Duke’s transplant program has worked diligently to increase the number of liver transplants over the past decade, pioneering the use of Hepatitis C-positive and Hepatitis B-positive organs. Kappus says the program has also increased donor organs after cardiac death utilizing normothermic machine perfusion to reduce preservation injury before transplantation.
By expanding the pool of viable organs through increased living liver donations, the primary advantage is expediency.
“With the new liver allocation system nationally, it is now becoming a requirement that patients get sicker before they can really have a hope at getting good offers for transplantation,” says Kappus. “So theoretically, patients who have a living donor could be healthier at the time of their transplant, which means a quicker recovery. Also, they may be transplanted for conditions that are not necessarily captured by the MELD [Model for End-Stage Liver Disease] score, such as hepatic encephalopathy.”

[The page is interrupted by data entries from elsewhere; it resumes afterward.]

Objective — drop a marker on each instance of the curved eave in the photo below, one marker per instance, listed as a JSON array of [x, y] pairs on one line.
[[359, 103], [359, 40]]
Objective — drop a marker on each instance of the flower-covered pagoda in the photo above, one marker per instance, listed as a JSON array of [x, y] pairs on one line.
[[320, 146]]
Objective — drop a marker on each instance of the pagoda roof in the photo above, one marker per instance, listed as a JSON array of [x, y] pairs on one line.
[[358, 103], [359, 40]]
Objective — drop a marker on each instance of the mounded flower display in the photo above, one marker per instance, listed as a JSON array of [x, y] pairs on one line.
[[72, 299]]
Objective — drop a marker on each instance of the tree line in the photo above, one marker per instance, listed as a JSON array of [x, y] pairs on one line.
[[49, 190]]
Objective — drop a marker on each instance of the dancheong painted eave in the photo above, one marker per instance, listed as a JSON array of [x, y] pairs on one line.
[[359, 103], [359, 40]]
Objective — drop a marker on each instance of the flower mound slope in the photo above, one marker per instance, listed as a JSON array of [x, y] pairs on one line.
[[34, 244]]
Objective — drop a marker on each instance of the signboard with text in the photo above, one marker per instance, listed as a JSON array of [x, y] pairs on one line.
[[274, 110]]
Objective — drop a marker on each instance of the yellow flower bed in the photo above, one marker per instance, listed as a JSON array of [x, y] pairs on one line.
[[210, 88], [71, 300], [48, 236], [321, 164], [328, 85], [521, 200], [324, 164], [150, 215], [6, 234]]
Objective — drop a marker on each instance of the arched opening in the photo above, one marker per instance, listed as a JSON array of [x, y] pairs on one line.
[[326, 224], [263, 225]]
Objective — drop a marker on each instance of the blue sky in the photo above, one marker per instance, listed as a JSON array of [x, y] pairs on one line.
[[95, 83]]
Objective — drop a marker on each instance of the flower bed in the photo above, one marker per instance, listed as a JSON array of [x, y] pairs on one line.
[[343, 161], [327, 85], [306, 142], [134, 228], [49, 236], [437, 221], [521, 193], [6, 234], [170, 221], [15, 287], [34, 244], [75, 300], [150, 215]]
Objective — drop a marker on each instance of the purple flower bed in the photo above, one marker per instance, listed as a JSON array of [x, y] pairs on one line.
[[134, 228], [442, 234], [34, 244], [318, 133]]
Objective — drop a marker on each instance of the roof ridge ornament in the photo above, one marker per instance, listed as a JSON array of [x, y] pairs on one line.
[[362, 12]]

One of the challenges of living liver donation is the risk for donors; the surgery is complex, and recovery for a donor can be lengthy. Duke mitigates risk using a highly selective liver donor evaluation that involves a multidisciplinary team of hepatologists, transplant surgeons, and transplant coordinators in the medical and surgical assessment.
Another barrier to living liver donation is the lack of a national registry like the NKD, which limits the potential of non-direct donations. A pilot program [MF1] launched by the United Network for Organ Sharing (UNOS) may make this possible in the future.
In the interim, Duke’s liver transplant program has encouraged non-direct donations by developing their own internal matching system. “We want to be equipped to handle any donor who comes to our program, so we’ve developed our own structured algorithm to match non-direct donors with patients in need, which helps ensure safety and fairness of organ distribution,” says Kappus.